Git 2.42 release: Here are four of our contributions in detail

was officially released on August 21, 2023, and included some

improvements from GitLab's Git team. Git is the foundation of

repository data at GitLab. GitLab's Git team works on new features, performance improvements, documentation improvements,

and growing the Git community. Often our contributions to Git have a

lot to do with the way we integrate Git into our services at

GitLab.

We previously shared some of our improvements that were included in the Git 2.41 release. Here are some highlights from the Git 2.42 release, and a

window into how we use Git on the server side at GitLab.

1. Prevent certain refs from being packed

Write-ahead logging

In Gitaly, we

want to use a write-ahead log

to replicate Git operations on different machines.

This means that the Git objects and references that should be changed

by a Git operation are first kept in a log entry. Then, when all the

machines have agreed that the operation should proceed, the log entry

is applied so the corresponding Git objects and references are

actually added to the repositories on all the machines.

Need for temporary references

Between the time when a specific log entry is first written and when

it is applied, other log entries could be applied which could remove

some objects and references. It could happen that these objects and

references are needed to apply the specific log entry though.

So when we log an entry, we have to make sure that all the objects and

references that it needs to be properly applied will not be removed

until that entry is either actually applied or discarded.

The best way to make sure things are kept in Git is to create new Git

references pointing to these things. So we decided to use temporary

references for that purpose. They would be created when a log entry is

written, and then deleted when that entry is either applied or

discarded.

Packed-refs performance

Git can store references in "loose" files, with one reference per

file, or in the packed-refs file, which contains many of them. The

git pack-refs command is used to pack some references from "loose"

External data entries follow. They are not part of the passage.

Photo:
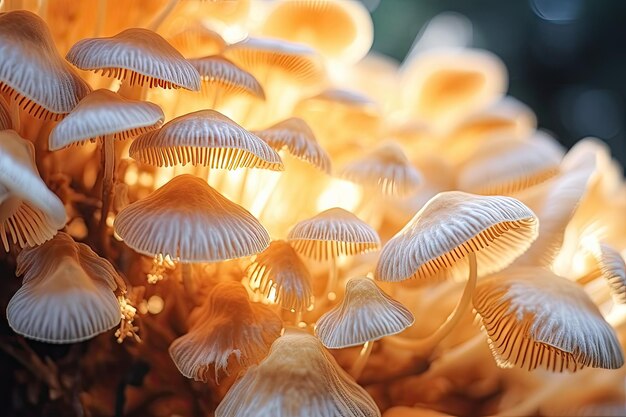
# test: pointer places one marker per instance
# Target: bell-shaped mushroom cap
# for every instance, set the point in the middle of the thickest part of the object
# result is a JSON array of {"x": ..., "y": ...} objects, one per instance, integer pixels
[
  {"x": 298, "y": 378},
  {"x": 280, "y": 275},
  {"x": 197, "y": 40},
  {"x": 31, "y": 69},
  {"x": 502, "y": 166},
  {"x": 218, "y": 73},
  {"x": 67, "y": 294},
  {"x": 207, "y": 138},
  {"x": 29, "y": 212},
  {"x": 387, "y": 169},
  {"x": 226, "y": 325},
  {"x": 139, "y": 56},
  {"x": 441, "y": 86},
  {"x": 295, "y": 135},
  {"x": 452, "y": 224},
  {"x": 290, "y": 62},
  {"x": 537, "y": 319},
  {"x": 339, "y": 29},
  {"x": 190, "y": 221},
  {"x": 103, "y": 113},
  {"x": 365, "y": 314},
  {"x": 332, "y": 233}
]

files into the packed-refs file.

For reading a lot of references, the packed-refs file is very

efficient, but for writing or deleting a single reference, it is not

so efficient as rewriting the whole packed-refs file is required.

As temporary references are to be created and then deleted soon after,

storing them in the packed-refs file would not be efficient. It

would be better to store them in "loose" files.

The git pack-refs command had no way to be told precisely which refs

should be packed or not though. By default it would repack all the

tags (which are refs in refs/tags/) and all the refs that are

already packed. With the --all option one could tell it to repack

all the refs except the hidden refs, broken refs, and symbolic refs,

but that was the only thing that could be controlled.

Improving `git pack-refs`

We decided to improve git pack-refs by adding two new options to it:

--include <pattern> which can be used to specify which refs should be packed
--exclude <pattern> which can be used to specify which refs should not be packed

John Cai, Gitaly:Git team engineering manager, implemented these options.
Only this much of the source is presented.